Baking Cookies

January 14, 2002

Channel One execs are in the kitchen and they are whipping up a batch of strange cookies to force down the throats of unsuspecting children.

Sounds gruesome, but it all in a regular day of work at Channel One.

Channel One is baking “cookies” for our children. Not the kind you eat, rather the kind that spy on you.

Cookies are files that web sites send out to reside on your computer. They serve several purposes. For marketers like Channel One News, cookies help make them money.

This morning, when Obligation visited the official Channel One web site (www.channelone.com) we did something different.
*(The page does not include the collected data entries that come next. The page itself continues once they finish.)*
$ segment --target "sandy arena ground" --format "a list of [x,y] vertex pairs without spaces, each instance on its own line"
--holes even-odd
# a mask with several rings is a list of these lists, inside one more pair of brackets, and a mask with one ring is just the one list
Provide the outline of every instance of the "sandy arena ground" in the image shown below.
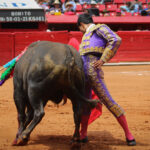
[[[81,150],[150,150],[150,66],[104,66],[105,80],[113,98],[125,109],[137,146],[128,147],[123,130],[103,107],[102,116],[89,126],[90,142]],[[69,150],[74,131],[70,101],[56,107],[49,102],[45,117],[32,132],[27,146],[13,147],[17,113],[12,78],[0,87],[0,150]],[[78,148],[79,149],[79,148]]]

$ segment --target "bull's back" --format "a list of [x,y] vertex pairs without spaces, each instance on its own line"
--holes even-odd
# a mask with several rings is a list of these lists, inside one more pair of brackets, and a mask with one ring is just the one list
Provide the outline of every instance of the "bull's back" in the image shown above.
[[[74,65],[73,53],[76,51],[65,44],[39,41],[31,44],[26,53],[18,61],[16,70],[24,82],[45,82],[66,78],[68,65]],[[77,53],[78,55],[78,53]],[[76,56],[77,57],[77,56]],[[72,62],[72,64],[71,64]],[[78,61],[79,62],[79,61]],[[45,80],[45,82],[43,82]]]
[[44,99],[59,101],[66,89],[84,87],[82,59],[73,47],[65,44],[47,41],[31,44],[17,62],[14,73],[22,81],[24,91],[32,91]]

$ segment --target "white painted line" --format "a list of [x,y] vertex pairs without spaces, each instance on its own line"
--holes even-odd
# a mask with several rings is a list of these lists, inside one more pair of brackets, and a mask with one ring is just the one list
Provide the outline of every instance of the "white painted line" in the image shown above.
[[119,62],[119,63],[104,64],[104,66],[129,66],[129,65],[150,65],[150,62]]

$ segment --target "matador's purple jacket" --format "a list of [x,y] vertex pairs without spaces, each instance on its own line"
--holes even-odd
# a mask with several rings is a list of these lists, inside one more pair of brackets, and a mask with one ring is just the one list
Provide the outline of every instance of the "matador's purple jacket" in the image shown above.
[[90,52],[102,53],[100,59],[108,62],[115,55],[120,44],[121,38],[107,25],[94,25],[82,38],[80,55],[85,55]]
We turned off the feature on our computer that allows cookies to be placed on our hard drive without permission.

Here is what happened:

Typed in “http://www.channelone.com”

A cookie from Doubleclick.com attempts to be placed on our computer. (This is a company that aids advertisers in targeting ads.) We declined the cookie.

Next, we are warned that About.com, Channel One’s sister company that was heavily into hardcore pornography, wanted to put a file on our hard drive. This cookie said it would expire after 3 months! That means it would stay on our computer until April 2002. We declined.
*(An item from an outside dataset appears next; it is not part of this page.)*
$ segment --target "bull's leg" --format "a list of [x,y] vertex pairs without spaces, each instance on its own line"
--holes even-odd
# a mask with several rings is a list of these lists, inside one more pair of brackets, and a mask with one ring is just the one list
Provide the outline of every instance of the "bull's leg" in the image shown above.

Then another About.com cookie attempted to be placed. We declined.

Finally, the Channel One.com screen shows up but it ain’t over yet.

We are instantly notified that Channelone.com wants to place a file on our computer. We declined.

Then two more About.com cookies try to download and we stopped them.

After all the cookies, a child is confronted with two things they weren’t expecting: A pop-up survey from Channel One that wants to know if they saw the in-school show today. This is a sneaky way to get marketing information from a child visitor. Then the child sees a pop-up ad for an expensive electronic device called a Cybiko. The ad promises a chance at a “Free MP3 Player.” Only after getting through this does a child see the actual unobstructed Channel One site.

Privacy advocates will have a field day with Channel One. Educators should see this as yet another reason to pull the plug on Channel One. C1’s poorly written “Privacy Policy” never mentions “cookies” and only refers to “involuntary” collection of information in a few sentences.

Children deserve to be treated better than this.